Arthur Caplan | New York University School of Medicine (original) (raw)

Currently the Drs. William F and Virginia Connolly Mitty Professor and founding head of the Division of Bioethics at New York University Langone Medical Center in New York City.

He is the co-founder and Dean of Research of the NYU Sports and Society Program and the head of the ethics program in the Global Institute for Public Health at NYU.

Prior to coming to NYU he was the Sidney D. Caplan Professor of Bioethics at the University of Pennsylvania Perelman School of Medicine in Philadelphia where he created the Center for Bioethics and the Department of Medical Ethics. Caplan has also taught at the University of Minnesota, where he founded the Center for Biomedical Ethics, the University of Pittsburgh, and Columbia University. He received his PhD from Columbia University.

Caplan is the author or editor of thirty-five books and over 700 papers in peer reviewed journals. His most recent book is The Ethics of Sport, (Oxford University Press, 2016).

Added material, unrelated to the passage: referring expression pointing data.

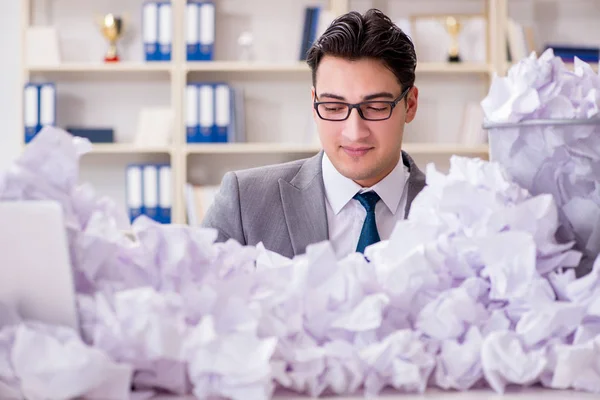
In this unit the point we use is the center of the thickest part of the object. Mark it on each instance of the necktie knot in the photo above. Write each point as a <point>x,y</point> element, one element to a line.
<point>368,200</point>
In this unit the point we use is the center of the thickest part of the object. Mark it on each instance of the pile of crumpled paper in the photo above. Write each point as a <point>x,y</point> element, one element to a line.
<point>472,290</point>
<point>547,135</point>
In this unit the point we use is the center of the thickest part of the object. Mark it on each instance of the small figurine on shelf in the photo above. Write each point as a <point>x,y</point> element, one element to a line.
<point>453,27</point>
<point>245,44</point>
<point>112,29</point>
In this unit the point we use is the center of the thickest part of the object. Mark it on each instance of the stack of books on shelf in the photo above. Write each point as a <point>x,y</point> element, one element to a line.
<point>157,28</point>
<point>200,30</point>
<point>148,189</point>
<point>39,108</point>
<point>214,113</point>
<point>198,198</point>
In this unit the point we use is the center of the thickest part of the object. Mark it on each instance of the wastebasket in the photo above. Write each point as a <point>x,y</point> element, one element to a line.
<point>560,157</point>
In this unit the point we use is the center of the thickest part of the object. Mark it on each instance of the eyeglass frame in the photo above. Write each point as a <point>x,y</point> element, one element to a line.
<point>351,106</point>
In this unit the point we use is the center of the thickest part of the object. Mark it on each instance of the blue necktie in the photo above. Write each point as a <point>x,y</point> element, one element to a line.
<point>369,234</point>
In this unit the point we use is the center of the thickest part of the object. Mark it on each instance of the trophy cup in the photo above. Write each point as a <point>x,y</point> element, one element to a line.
<point>453,27</point>
<point>112,29</point>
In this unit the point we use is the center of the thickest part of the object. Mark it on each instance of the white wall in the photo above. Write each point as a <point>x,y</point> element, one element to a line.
<point>10,46</point>
<point>442,96</point>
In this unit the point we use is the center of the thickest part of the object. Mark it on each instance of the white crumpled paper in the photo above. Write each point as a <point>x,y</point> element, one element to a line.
<point>472,289</point>
<point>544,154</point>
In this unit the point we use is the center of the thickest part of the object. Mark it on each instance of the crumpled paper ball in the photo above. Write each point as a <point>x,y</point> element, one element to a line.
<point>472,290</point>
<point>544,128</point>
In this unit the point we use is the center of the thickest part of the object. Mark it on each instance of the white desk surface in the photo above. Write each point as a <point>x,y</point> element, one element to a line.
<point>533,393</point>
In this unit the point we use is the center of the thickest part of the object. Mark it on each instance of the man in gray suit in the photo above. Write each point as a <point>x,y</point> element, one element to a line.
<point>355,190</point>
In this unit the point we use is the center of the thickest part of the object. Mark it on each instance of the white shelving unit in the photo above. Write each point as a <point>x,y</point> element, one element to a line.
<point>170,78</point>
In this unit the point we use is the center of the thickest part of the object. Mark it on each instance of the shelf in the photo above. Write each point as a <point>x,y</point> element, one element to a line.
<point>250,148</point>
<point>236,66</point>
<point>445,149</point>
<point>269,148</point>
<point>240,66</point>
<point>128,148</point>
<point>453,68</point>
<point>101,67</point>
<point>569,65</point>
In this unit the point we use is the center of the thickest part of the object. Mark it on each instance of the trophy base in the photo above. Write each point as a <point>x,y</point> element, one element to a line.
<point>114,58</point>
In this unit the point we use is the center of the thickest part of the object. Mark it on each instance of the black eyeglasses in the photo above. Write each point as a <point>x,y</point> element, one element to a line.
<point>372,110</point>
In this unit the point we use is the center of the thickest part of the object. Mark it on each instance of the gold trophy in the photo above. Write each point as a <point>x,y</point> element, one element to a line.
<point>453,27</point>
<point>112,29</point>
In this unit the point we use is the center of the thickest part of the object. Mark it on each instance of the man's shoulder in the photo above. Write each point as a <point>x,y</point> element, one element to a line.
<point>270,174</point>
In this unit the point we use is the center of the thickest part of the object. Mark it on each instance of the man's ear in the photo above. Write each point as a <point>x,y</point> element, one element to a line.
<point>412,103</point>
<point>313,95</point>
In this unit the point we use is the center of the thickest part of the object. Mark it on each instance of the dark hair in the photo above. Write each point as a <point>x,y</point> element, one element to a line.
<point>372,35</point>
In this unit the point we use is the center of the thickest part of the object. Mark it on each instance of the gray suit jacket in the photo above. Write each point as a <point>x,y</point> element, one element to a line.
<point>282,206</point>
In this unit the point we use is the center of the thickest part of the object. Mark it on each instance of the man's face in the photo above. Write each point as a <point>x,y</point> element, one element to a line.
<point>364,151</point>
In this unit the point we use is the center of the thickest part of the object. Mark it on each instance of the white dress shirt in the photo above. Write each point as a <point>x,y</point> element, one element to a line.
<point>345,215</point>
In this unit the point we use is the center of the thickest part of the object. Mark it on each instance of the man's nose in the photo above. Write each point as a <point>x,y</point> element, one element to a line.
<point>355,127</point>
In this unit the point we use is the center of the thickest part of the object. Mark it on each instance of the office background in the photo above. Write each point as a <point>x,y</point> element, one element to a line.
<point>274,85</point>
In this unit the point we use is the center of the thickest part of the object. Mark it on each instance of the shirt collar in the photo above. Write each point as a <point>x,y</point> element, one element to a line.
<point>340,190</point>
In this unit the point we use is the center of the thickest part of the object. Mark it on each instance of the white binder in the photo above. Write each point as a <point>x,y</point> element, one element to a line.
<point>164,194</point>
<point>150,188</point>
<point>134,191</point>
<point>192,110</point>
<point>207,30</point>
<point>206,112</point>
<point>150,31</point>
<point>47,105</point>
<point>192,15</point>
<point>165,31</point>
<point>31,111</point>
<point>222,112</point>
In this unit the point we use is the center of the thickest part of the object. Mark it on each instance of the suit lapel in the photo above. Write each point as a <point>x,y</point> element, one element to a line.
<point>416,181</point>
<point>303,200</point>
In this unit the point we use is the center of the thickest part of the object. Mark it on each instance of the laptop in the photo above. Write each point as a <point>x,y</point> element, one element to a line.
<point>36,278</point>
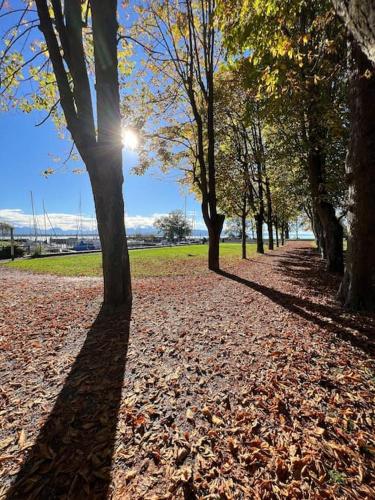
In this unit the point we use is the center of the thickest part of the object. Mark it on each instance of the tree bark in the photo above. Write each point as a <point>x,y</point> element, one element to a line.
<point>259,233</point>
<point>269,214</point>
<point>277,231</point>
<point>287,230</point>
<point>359,17</point>
<point>106,181</point>
<point>243,235</point>
<point>357,290</point>
<point>214,227</point>
<point>100,149</point>
<point>107,176</point>
<point>332,232</point>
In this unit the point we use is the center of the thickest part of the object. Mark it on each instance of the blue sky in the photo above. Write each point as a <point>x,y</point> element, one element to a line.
<point>26,150</point>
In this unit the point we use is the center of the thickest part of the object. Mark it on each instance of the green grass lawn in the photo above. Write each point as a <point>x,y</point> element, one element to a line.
<point>176,261</point>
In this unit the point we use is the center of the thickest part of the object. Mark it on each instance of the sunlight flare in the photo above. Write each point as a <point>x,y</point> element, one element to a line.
<point>130,138</point>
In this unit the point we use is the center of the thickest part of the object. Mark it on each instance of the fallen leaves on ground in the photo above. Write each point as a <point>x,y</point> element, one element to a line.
<point>252,383</point>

He has served on a number of national and international committees including as the Chair, National Cancer Institute Biobanking Ethics Working Group; the Chair of the Advisory Committee to the United Nations on Human Cloning; the Chair of the Advisory Committee to the Department of Health and Human Services on Blood Safety and Availability; a member of the Presidential Advisory Committee on Gulf War Illnesses; the special advisory committee to the International Olympic Committee on genetics and gene therapy; the special advisory panel to the National Institutes of Mental Health on human experimentation on vulnerable subjects, the Wellcome Trust advisory panel on research in humanitarian crises, and the Co-Director of the Joint Council of Europe/United Nations Study on Trafficking in Organs and Body Parts.

He is currently the ethics advisor to DOD/DARPA on synthetic biology, a member of the University of Pennsylvania’s External Advisory Committee for its Orphan Disease Center and a member of the Ethics and Ebola Working Group of the World Health Organization. Dr. Caplan also serves as the Chairperson of the Compassionate Use Advisory Committee (CompAC), an independent group of internationally recognized medical experts, bioethicists and patient representatives which advises Janssen/J&J about requests for compassionate use of some of its investigational medicines.

Caplan is a regular commentator on bioethics and health care issues for WebMD/Medscape, for WGBH radio in Boston and WMNF public radio in Tampa. He appears frequently as a guest and commentator on various other national and international media outlets.

Caplan is the recipient of many awards and honors including the McGovern Medal of the American Medical Writers Association and the Franklin Award from the City of Philadelphia. He was a person of the Year-2001 from USA Today. He was described as one of the ten most influential people in science by Discover magazine in 2008. He has also been honored as one of the fifty most influential people in American health care by Modern Health Care magazine, one of the ten most influential people in America in biotechnology by the National Journal, one of the ten most influential people in the ethics of biotechnology by the editors of Nature Biotechnology and one of the 100 most influential people in biotechnology by Scientific American magazine. He received the Patricia Price Browne Prize in Biomedical Ethics for 2011. In 2014 he was selected to receive the Public Service Award from the National Science Foundation/National Science Board which honors individuals and groups that have made substantial contributions to increasing public understanding of science and engineering in the United States. In May 2016, the National Organization for Rare Disorders (NORD) honored him with its Rare Impact Award, and in October of that year he received the Lifetime Achievement Award from the American Society for Bioethics and Humanities (ASBH).

He holds seven honorary degrees from colleges and medical schools. He is a fellow of the Hastings Center, the NY Academy of Medicine, the College of Physicians of Philadelphia, the American College of Legal Medicine and the American Association for the Advancement of Science.